I am indebted to Alison Menzies Publicity for a copy of Winter – An Anthology for the Changing Seasons edited by Melissa Harrison in return for an honest review. Winter – An Anthology for the Changing Seasons was published by Elliott and Thompson in conjunction with the Wildlife Trusts on 20th October 2016 and is available from all good book sellers including online here.
I was previously privileged to read Summer – An Anthology for the Changing Seasons and you can find that review here.
The boxed set of all four seasons is available here.
Winter – An Anthology for the Changing Seasons
Winter is a withdrawal: quiet and dark and cold. But in the dim light frost shimmers, stars twinkle and hearths blaze as we come together to keep out the chill. In spite of the season, life persists: visiting birds fill our skies, familiar creatures find clever ways to survive, and the world reveals winter riches to those willing to venture outdoors.
In prose and poetry spanning seven hundred years, Winter delights in the brisk pleasures and enduring beauty of the year’s turning. Featuring new writing from Patrick Barkham, Satish Kumar and Anita Sethi, extracts from the work of Robert Macfarlane, James Joyce and Kathleen Jamie, and a range of exciting new voices from across the UK, this invigorating collection evokes the joys and the consolations of this magical time of year.
My Review of Winter –
An Anthology for the Changing Seasons
I’m finding it difficult to review Winter – An Anthology for the Changing Seasons without repeating all my praise for Summer too.
Once again this anthology is an absolute delight. There really is something for everyone, regardless of whether the reader likes poetry or prose, modern or classical literature, essay or diary.
I found a warming familiarity through the inclusion of old favourites like Hardy’s The Darkling Thrush or Dickens’s Bleak House as these pieces brought back memories from my past as well as reminding me of the season of winter. However, I also found real delight in newer passages from authors I have never encountered before. Emma Kemp’s piece on her walk with her dog, Luka, for example evoked such a strong feeling of solitude and foreboding that it made goosebumps appear on my arms. The senses are indeed, so well catered for in this anthology.
Although each piece is in the anthology on merit, there were a few new to me pieces that resonated with me completely so that I felt the writer had looked into my soul and understood me. Anna Laetitia Barbauld’s letter to Mrs Beecroft summed up exactly how I feel about the winter so that I too believe I am one of those creatures that sleep all winter. I loved too, learning new aspects of nature and new words like ‘broal’ in Jen Hadfileld’s poem that embarrassingly I hadn’t encountered before. Not only does Winter – An Anthology for the Changing Seasons entertain delightfully, it educates too.

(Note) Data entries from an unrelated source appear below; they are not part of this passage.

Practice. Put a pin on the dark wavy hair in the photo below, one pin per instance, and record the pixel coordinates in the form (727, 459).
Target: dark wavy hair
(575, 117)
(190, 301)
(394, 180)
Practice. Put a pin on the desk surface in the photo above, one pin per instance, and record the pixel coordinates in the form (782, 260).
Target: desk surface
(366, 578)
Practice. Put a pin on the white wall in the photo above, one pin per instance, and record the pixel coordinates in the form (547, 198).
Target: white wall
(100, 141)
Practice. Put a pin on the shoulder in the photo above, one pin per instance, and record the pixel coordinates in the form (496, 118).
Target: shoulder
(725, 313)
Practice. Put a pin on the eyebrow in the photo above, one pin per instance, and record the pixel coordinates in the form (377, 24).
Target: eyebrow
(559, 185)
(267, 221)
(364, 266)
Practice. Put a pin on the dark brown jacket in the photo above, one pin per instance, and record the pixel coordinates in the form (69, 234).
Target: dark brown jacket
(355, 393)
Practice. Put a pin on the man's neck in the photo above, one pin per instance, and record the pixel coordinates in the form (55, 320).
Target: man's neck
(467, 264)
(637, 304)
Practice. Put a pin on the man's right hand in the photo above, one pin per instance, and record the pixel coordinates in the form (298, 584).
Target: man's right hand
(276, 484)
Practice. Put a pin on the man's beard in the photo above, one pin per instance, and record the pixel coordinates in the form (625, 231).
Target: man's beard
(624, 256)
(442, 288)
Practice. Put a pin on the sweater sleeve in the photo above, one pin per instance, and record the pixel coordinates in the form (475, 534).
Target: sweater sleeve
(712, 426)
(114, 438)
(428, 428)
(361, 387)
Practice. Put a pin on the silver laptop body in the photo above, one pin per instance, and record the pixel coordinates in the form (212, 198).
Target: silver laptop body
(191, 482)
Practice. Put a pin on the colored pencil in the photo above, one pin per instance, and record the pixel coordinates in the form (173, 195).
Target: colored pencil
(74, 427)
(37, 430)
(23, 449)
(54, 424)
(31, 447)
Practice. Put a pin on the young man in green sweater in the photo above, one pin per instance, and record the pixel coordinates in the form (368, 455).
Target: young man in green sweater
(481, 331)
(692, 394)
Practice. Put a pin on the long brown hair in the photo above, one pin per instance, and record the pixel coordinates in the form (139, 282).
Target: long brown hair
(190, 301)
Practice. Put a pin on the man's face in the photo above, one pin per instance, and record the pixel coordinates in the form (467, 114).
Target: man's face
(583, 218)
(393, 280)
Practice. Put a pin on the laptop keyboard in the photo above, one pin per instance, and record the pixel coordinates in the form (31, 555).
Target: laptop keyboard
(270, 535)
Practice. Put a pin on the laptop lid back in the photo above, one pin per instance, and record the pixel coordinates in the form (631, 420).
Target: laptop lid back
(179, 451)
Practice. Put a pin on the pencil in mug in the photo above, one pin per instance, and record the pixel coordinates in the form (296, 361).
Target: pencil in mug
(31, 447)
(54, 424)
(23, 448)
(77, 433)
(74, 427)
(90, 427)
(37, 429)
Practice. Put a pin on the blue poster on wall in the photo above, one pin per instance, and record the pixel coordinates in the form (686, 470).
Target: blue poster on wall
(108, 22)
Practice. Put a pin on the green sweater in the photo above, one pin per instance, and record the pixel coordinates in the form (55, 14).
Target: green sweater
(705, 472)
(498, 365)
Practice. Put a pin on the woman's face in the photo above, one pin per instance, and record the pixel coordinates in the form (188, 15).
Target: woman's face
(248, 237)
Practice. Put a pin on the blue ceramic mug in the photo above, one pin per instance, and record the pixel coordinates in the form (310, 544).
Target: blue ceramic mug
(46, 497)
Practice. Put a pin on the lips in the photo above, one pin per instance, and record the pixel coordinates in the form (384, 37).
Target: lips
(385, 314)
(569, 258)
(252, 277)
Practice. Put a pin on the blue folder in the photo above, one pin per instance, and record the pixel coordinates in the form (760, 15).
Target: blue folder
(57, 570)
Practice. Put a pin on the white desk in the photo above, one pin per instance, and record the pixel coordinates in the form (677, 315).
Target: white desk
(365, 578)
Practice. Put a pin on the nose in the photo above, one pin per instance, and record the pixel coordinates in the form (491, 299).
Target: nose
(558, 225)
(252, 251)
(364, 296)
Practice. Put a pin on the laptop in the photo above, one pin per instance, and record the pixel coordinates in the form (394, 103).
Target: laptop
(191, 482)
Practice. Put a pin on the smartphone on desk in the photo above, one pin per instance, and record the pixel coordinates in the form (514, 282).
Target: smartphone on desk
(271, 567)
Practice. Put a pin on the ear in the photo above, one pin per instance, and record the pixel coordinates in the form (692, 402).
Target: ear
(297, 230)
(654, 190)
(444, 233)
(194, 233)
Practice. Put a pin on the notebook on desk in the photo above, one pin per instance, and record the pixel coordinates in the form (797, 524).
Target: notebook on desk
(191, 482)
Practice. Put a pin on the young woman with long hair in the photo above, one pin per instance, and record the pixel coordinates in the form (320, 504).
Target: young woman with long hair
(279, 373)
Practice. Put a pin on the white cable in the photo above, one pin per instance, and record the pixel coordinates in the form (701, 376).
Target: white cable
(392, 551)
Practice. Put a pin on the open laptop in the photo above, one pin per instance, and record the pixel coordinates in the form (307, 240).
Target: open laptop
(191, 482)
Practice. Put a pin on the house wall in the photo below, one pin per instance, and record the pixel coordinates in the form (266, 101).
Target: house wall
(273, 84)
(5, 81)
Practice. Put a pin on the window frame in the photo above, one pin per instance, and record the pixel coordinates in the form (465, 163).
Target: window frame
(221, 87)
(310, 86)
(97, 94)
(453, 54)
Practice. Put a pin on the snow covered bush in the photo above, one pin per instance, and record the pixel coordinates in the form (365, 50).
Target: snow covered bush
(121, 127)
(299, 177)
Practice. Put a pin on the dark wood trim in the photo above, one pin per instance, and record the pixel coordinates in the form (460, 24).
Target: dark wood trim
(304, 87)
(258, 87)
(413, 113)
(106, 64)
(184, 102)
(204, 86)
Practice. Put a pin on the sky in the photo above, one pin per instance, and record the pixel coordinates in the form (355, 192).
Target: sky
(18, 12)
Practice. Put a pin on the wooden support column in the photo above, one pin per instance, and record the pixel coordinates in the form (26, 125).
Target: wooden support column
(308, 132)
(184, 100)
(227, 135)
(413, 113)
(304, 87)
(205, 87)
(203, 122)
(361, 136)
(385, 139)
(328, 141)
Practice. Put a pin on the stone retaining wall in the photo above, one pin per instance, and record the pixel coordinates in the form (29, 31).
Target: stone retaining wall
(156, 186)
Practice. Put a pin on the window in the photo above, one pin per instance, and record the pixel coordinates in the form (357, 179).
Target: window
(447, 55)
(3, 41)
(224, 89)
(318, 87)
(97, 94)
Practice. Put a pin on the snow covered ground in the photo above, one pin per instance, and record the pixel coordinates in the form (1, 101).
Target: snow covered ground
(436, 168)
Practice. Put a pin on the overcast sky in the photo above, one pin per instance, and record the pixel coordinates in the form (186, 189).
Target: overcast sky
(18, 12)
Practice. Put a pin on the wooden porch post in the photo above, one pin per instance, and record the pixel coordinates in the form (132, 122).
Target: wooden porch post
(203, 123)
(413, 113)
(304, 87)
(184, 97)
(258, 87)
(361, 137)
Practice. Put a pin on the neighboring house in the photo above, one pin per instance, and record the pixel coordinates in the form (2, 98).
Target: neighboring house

The only way to convey just how glorious this book is, is to say, just buy it. I think these anthologies are outstanding, with such rich and eclectic selections, that they are an absolute must for nature lovers everywhere.
About the Editor Melissa Harrison
Melissa Harrison is a writer and nature lover whose first novel Clay (2013) won the Portsmouth First Fiction prize, was selected for Amazon’s ‘Rising Stars’ programme and named by Ali Smith as a book of the year. Her second, At Hawthorn Time (2015), was shortlisted for the Costa Best Novel Award and chosen by the Telegraph as one of their Books of the Year; both books are as much about the natural world as they are about people. She writes the Nature Notebook in The Times and regularly speaks about conservation, literature, and the very fertile ground between the two.